One Down, Two to Go!

Good news, good news. On Monday the 25th, at around 4:30 pm EST I received my unofficial score for the NYSTCE CST 005 - a highly respectable passing grade. In fact the grade I received on the exam, assuming that it is marked in a logical way, was inline with the grades I've usually received on these kinds of tests.

My concerns about the essay question were totally unfounded as I received a perfect 3001 on it, without ever using the phrase "Spanish-American War". What I mean to say with all of this is that this test may be hard, but I don't think it is everything people have made it out to be. If you don't know conventional, dead-White-men, presidential, wars and battles, major political movement U.S. History you're dead in the water — that much is clear. However, a close and thoughtful reading of the Complete Idiot's Guide to American History solves this problem — I wouldn't bother reading about anything before Colonial America as there may only be one question on the First Nations of North America and it would likely be in the context of contact with Europeans.

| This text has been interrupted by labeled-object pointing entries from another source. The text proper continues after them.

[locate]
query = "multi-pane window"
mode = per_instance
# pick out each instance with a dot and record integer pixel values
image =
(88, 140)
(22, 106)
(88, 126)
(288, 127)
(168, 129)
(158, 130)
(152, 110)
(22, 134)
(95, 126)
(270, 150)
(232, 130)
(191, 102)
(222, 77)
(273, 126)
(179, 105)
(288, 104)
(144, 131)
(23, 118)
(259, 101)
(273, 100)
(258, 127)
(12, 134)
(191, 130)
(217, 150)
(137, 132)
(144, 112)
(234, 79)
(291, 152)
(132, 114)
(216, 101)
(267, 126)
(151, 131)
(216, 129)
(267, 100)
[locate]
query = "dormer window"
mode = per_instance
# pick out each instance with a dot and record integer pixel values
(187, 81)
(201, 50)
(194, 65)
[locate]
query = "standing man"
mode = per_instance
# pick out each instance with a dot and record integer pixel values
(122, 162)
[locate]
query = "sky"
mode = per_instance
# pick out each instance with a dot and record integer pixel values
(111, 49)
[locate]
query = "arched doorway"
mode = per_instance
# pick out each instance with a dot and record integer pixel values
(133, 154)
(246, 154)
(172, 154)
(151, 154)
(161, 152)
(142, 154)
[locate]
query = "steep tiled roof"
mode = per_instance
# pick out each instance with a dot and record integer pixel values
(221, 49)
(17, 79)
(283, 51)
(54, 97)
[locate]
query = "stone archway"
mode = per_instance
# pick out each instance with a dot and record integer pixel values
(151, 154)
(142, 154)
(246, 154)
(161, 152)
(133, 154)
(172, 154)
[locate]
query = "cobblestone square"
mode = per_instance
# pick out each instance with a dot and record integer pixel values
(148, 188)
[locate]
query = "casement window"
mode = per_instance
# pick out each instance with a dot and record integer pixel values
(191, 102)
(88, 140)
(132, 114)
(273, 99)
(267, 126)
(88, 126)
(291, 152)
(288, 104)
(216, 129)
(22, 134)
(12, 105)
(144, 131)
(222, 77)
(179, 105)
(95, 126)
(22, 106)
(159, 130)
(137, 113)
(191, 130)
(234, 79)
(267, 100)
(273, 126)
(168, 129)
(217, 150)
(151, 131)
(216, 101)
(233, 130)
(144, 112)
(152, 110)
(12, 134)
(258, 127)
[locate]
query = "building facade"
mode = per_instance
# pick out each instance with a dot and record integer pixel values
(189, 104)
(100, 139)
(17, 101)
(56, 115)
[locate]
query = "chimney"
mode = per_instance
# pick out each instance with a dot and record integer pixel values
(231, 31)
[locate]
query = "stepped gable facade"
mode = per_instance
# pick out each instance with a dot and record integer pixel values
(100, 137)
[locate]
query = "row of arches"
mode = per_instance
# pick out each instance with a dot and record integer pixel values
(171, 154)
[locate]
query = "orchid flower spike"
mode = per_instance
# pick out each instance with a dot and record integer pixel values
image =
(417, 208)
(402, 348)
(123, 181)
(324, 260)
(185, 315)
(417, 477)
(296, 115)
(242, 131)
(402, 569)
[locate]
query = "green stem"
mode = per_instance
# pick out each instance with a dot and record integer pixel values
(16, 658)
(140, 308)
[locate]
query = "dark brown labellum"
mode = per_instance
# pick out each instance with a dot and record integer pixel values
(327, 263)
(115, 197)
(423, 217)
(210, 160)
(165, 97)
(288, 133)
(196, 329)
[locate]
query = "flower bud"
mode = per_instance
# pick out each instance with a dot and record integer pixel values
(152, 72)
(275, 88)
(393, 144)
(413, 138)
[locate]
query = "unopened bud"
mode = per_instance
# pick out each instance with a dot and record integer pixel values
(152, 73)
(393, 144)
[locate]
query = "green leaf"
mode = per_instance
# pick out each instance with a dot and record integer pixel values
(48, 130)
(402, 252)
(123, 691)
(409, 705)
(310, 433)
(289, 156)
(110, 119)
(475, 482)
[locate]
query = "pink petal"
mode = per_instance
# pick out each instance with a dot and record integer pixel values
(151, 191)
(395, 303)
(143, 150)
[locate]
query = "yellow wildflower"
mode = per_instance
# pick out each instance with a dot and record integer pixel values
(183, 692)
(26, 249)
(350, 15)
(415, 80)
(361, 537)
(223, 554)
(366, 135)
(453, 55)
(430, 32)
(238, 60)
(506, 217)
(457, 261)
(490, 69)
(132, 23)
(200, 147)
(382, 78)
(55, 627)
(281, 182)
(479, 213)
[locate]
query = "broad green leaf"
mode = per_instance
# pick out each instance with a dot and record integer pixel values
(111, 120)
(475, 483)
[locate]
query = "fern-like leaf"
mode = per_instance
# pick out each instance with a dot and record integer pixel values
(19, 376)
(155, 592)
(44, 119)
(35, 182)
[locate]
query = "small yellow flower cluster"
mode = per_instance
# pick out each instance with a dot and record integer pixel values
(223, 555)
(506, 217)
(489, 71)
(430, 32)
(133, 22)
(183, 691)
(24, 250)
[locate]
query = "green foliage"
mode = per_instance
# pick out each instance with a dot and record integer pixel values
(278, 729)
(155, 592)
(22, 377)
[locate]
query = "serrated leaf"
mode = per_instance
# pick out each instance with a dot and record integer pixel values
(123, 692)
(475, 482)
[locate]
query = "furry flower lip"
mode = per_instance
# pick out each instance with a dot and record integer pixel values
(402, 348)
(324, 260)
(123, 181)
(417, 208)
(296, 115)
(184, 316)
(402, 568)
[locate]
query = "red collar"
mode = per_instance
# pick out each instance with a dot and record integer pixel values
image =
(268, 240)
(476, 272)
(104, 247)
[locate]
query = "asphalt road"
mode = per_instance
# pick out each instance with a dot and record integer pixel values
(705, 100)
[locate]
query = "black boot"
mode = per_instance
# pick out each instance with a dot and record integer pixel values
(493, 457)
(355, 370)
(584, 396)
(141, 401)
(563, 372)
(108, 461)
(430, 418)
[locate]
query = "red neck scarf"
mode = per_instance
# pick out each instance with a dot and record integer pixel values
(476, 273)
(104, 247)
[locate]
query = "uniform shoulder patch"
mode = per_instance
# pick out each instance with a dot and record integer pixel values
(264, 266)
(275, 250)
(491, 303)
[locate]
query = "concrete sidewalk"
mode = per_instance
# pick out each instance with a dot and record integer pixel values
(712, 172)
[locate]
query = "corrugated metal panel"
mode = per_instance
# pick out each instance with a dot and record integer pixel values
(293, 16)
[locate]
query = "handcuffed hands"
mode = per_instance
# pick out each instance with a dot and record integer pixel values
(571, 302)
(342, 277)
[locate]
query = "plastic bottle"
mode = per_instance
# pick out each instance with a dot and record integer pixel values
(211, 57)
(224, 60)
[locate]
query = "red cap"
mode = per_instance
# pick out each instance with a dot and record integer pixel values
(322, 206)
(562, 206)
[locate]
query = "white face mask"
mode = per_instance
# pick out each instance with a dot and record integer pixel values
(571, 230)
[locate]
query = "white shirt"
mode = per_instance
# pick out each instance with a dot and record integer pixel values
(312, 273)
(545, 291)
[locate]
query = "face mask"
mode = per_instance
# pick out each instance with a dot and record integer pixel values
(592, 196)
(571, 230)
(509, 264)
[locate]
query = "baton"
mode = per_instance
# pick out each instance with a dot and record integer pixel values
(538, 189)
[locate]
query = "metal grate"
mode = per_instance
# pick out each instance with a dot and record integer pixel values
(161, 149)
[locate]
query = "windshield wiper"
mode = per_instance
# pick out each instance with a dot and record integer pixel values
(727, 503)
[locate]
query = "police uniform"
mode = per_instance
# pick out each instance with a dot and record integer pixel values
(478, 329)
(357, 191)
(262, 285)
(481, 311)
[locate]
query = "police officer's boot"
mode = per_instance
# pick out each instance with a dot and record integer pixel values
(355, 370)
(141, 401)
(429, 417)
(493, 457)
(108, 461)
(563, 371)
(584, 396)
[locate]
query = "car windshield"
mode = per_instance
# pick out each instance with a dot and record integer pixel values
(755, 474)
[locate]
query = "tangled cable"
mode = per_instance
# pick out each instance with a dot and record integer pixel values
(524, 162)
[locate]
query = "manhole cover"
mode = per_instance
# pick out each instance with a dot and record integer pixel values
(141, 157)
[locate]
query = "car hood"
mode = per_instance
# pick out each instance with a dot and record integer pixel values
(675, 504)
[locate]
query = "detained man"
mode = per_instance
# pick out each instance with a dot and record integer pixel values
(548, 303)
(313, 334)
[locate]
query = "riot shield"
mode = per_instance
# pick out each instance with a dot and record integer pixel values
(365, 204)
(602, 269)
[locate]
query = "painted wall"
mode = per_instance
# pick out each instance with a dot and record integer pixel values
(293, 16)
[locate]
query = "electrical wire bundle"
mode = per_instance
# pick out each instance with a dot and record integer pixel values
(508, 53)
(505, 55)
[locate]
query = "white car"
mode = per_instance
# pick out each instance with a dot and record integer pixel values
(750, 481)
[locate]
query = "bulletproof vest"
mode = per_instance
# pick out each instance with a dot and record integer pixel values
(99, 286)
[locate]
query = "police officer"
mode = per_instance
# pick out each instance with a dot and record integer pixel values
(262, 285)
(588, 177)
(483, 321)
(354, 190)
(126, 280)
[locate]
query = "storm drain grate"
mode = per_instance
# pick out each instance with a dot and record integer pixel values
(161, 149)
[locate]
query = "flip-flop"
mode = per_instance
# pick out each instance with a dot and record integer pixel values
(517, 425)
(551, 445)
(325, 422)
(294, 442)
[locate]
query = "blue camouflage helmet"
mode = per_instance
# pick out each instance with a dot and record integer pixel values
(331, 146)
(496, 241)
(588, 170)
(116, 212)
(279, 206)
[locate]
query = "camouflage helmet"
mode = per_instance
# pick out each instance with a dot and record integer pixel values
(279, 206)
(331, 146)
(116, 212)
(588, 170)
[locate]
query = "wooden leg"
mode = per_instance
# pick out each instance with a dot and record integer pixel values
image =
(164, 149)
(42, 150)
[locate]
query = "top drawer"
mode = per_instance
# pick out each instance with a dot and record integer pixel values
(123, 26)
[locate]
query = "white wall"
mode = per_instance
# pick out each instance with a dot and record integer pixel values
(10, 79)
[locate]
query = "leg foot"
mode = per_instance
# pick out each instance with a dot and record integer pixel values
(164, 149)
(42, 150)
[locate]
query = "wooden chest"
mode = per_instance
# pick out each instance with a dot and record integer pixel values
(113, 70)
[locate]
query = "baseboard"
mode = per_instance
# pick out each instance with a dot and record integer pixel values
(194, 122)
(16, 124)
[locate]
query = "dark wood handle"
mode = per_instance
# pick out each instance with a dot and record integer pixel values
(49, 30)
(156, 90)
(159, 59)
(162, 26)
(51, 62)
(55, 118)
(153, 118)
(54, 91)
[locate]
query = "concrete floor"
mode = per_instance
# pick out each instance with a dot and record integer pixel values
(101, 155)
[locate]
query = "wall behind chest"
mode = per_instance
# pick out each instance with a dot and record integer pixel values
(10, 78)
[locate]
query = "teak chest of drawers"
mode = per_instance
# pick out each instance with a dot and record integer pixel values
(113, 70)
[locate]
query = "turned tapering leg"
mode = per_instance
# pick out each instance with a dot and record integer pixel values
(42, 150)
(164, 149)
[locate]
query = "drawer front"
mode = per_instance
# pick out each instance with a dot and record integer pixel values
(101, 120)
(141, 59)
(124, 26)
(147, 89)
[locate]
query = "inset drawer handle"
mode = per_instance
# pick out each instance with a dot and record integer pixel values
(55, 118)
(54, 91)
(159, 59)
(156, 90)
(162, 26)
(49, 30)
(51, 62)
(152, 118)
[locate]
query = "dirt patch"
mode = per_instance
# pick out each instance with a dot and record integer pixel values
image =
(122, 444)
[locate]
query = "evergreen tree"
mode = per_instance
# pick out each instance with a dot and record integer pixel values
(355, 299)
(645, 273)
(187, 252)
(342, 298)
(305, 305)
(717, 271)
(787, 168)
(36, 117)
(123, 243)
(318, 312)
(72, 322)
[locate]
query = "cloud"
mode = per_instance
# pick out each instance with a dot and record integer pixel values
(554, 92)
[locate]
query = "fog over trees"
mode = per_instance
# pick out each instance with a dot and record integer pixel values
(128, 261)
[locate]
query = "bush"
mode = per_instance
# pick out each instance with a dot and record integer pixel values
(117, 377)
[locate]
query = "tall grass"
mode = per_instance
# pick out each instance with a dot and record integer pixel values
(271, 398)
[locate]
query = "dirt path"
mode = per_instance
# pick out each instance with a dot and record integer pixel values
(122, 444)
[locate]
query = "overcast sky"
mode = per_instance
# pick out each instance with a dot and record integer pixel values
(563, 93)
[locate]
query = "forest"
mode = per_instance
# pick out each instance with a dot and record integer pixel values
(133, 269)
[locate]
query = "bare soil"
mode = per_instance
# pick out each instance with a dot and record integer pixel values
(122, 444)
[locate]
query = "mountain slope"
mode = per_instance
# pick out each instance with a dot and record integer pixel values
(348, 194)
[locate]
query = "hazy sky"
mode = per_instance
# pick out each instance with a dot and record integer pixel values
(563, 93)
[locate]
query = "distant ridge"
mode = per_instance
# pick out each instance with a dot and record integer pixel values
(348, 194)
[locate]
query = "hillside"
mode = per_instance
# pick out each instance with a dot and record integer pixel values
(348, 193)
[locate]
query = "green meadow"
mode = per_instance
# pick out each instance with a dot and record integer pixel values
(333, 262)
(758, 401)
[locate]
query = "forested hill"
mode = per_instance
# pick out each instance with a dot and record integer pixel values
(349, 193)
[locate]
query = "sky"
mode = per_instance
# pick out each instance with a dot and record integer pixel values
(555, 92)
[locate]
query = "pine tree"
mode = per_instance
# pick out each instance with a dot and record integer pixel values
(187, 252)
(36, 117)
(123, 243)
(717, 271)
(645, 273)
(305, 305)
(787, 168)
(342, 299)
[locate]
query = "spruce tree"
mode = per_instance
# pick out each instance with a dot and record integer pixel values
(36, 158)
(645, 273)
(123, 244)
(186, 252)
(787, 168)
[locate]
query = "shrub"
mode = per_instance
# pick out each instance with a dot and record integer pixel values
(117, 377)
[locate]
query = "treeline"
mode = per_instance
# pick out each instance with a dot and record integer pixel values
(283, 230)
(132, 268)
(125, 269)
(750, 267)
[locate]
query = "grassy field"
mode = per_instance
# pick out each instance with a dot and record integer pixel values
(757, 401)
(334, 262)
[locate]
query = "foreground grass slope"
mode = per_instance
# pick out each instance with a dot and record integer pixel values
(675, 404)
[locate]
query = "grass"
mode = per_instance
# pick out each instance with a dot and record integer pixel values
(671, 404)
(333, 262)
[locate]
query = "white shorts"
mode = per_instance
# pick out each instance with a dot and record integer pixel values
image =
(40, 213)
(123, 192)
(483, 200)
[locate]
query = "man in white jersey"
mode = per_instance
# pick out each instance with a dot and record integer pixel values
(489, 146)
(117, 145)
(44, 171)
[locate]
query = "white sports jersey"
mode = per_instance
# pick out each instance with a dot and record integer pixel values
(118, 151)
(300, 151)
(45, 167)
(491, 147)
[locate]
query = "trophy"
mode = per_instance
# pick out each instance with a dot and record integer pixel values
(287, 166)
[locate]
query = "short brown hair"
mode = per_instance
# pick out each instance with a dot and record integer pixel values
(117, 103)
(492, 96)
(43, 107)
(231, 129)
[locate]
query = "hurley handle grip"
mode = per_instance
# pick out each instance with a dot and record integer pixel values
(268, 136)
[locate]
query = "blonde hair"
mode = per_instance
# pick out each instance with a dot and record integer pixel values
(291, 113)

Beyond that, the real challenge of the test is the same challenge you find with any big exam, which is to have the strength to get through it being as thoughtful and critical as possible over the course of the four hours. Also, it should be said that having to score 220 out of 300 to pass means you need to score at least a 75% on an admittedly tough test. This means that for people who made it through their social science courses pulling off 60s and low-70s will need to take their studying very very seriously.

I felt good when I left the exam room, and it was only when I got to the car and looked up Teddy Roosevelt that I started worrying about failing. The fact that I did as well as I felt I had walking out of the examination room tells me that this exam is not all it's pumped up to be. Being creative doesn't help on this exam, but a slow, critical approach to each question will equate to success. If I had failed this exam, it would have been the first time in my life where my feelings walking out were totally opposite to the final result, and that would have shaken me to the core. But the result I received yesterday confirms for me that this is all doable and worth only enough anxiety to get oneself in the right mindset for studying. Taking the CST lightly is a fool's game, but allowing it to cripple you with fear is just as foolish.

So, now I have the Liberal Arts and Sciences (LAST) and the Assessment of Teaching Skills - Written (ATS-W), which I will be writing on August 20th. Writing eight hours of examinations will likely be killer, but I'm keen to get this all out of the way as quickly as possible. Once all three tests are written, the only tasks left to me are going to be my student teaching, receiving certification from the Ontario College of Teachers, and finally finding a job. I'm getting closer and closer and I couldn't be happier.

Finally, I received word from the TDSB and my first placement starting in September will be at Lanor Junior Middle School with a grade 8 class. Lanor is in my neighbourhood and from my googling it appears to be a very active and interesting school, and I'm particularly excited about working closely with pre-high school students for the first time. My second placement is yet to be determined but will be in a high school.


1 The fact that each of the five sections of the test are marked out of 300, and your final grade is also out of 300 goes a fair distance in demonstrating, for those outside of the process, how utterly bizarre this all is. There is no explanation for how the mark was arrived at, no description of how different sections were weighted, and absolutely no help in getting answers to these concerns — trust me I've looked into this extensively. If anyone out there has any more information than I do, I'd love to hear about it.